Dissolve gelatin in boiling water. Add salt, vinegar, lemon juice, and cold water. Arrange cabbage and beets in a rectangular baking dish. Pour over gelatin mixture. Chill until firm. To serve, cut into squares; top with mayonnaise if desired.

I know what you're thinking, and quite frankly, I had my doubts too.  So what did Dr. Husband think?
Don't forget you can come and hear us sing, if you're near the Eastern panhandle of West Virginia!
If you can't make it, then come two days later in Annapolis!
And if you happen to be in the North Carolina Research Triangle, and can do without hearing Dr. Husband, then come hear me in Chapel Hill!
Our Rating: One Screaming Husband!
(all dishes are rated from one to five Screaming Husbands. One Screaming Husband equals a happy home where all problems are solved during cocktail hour. Five Screaming Husbands signals the beginning of divorce proceedings.)

Sunday, January 12, 2014

Monterey Soufflé Salad

contributed by Star-Kist Tuna, ca. 1955
Welcome back!  Thank you for all your kind encouragements during the 12 Days of Kitschmas, and, thank you to my legions of fans who were thoughtful enough to send me this Buzzfeed article listing "21 Truly Upsetting Vintage Recipes." Upsetting?!? Clearly Buzzfeed, whomever that might be, is reflexively reacting to the listed ingredients and not going to the trouble of making and tasting the recipes, like I do for you.  In fact, #21 on their list, which they labeled with a horrified "?????????", has already been made, tasted, and Dr. Husband-approved in the Historic test kitchen!
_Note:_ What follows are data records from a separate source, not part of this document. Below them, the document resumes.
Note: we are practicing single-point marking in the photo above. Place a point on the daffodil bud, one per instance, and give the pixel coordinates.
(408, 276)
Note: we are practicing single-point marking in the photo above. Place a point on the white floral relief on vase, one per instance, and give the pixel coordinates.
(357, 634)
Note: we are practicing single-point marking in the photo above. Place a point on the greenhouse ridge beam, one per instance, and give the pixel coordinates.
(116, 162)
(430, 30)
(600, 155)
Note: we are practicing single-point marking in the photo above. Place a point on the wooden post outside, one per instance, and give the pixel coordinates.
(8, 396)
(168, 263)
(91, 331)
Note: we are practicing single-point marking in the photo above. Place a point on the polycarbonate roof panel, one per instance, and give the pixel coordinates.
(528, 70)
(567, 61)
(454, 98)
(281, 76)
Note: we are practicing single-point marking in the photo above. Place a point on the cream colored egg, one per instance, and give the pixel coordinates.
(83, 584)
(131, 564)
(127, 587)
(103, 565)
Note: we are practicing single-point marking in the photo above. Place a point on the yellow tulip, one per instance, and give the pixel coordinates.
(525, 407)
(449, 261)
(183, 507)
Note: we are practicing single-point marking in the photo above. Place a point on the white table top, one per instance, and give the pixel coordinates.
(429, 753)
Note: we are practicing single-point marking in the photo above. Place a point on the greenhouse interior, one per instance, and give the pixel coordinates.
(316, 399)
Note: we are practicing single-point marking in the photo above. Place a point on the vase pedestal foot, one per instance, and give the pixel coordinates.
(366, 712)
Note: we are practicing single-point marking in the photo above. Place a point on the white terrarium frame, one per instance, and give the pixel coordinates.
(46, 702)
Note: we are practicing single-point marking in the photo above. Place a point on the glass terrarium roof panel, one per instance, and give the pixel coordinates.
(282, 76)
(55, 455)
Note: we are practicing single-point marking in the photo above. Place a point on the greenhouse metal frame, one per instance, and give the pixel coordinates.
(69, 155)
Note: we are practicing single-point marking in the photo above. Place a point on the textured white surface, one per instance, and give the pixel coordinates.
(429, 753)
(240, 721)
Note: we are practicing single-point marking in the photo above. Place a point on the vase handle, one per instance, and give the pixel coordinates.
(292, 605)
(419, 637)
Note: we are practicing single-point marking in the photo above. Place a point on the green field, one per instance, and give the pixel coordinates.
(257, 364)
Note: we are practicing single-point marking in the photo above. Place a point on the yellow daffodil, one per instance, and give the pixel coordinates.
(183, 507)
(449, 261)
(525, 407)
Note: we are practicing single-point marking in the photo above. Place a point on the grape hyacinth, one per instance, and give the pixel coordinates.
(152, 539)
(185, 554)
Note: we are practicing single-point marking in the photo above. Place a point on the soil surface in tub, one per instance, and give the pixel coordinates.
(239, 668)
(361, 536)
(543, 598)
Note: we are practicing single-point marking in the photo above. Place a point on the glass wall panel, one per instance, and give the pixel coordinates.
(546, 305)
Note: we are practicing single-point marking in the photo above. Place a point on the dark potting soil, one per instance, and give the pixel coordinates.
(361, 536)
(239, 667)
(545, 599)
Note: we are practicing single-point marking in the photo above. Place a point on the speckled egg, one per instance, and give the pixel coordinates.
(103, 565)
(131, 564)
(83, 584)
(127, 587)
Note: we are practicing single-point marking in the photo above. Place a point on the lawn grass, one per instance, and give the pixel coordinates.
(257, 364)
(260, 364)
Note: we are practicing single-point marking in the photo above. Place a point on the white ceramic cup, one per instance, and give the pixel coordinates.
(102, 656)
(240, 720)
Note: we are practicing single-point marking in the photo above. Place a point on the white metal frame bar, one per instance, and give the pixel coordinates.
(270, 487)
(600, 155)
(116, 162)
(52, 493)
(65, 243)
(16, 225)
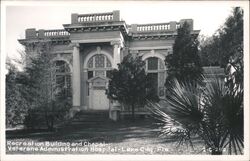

So, for our inaugural post of 2014, I've made another "horrifying" dish from Buzzfeed's list, #14, Monterey Soufflé Salad. (I've had dozens of requests to do #2, Ham and Bananas Hollandaise...which I will do, but I had the ingredients for Monterey Soufflé Salad in the house, and I'm lazy, so there.)

While assembling the dish, I formulated a theory, the theory being that fish combined with gelatin in delicious, and will please a man's palate. For support, I offer these past dishes, as well as today's offering. (I am willing to admit the possibility that it might be the mayonnaise that gives these recipes the edge, but...)

Here's the recipe, as presented in Star-Kist Tuna promotional materials, circa 1955:
1 pkg lemon-flavored gelatin
1 cup hot water and 1/2 cup cold water
2 tbsps lemon juice
1/2 cup Hellmann’s or Best Foods Real Mayonnaise
1-1/2 can Star-Kist Tuna
3/4 cup chopped cucumber or celery
1/4 cup sliced stuffed olives
2 tbsps chopped pimento
1/2 tsp grated onion


Dissolve gelatin in hot water. Add cold water, lemon juice, real mayonnaise and 1/4 tsp salt. Blend well with rotary beater. Pour into refrigerator freezing tray. Quick chill in freezing unit (without changing control) 15 to 20 minutes, or until firm about 1 inch from edge but soft in center. Turn mixture into bowl and whip with rotary beater until fluffy. Fold in remaining ingredients. Pour in 1-quart mold or individual molds. Chill until firm in refrigerator (not freezing unit) 30 to 60 minutes. Unmold and garnish with salad greens and serve with additional real mayonnaise, if desired. Yield: 4-6 servings.


I did use the name brand tuna and mayonnaise as directed. The only alteration I made was cutting back on the amount of pimiento, as I often find that the flavor overpowers the dish.

Also, it's my first try at whipping partially-chilled gelatin - you'll hear Dr. Husband comment on how light and fluffy the dish is, and that's why! There are lots of extended gelatin techniques I've discovered in old cookbooks, which I'll be sharing this year, so stay tuned.

Anyway, what did we think?

A couple more items of business:

If you're near the eastern panhandle of West Virginia, you can come hear Dr. Husband and I sing!

You can also like and follow us on Facebook, or on Feedspot if that's more your speed. (I'm determined to become an internet sensation by the beginning of summer, so your support is always appreciated. Tell all your friends!)
 Our Rating: One Screaming Husband!
(all dishes are rated from one to five Screaming Husbands. One Screaming Husband equals a happy home where all problems are solved during cocktail hour. Five Screaming Husbands signals the beginning of divorce proceedings.)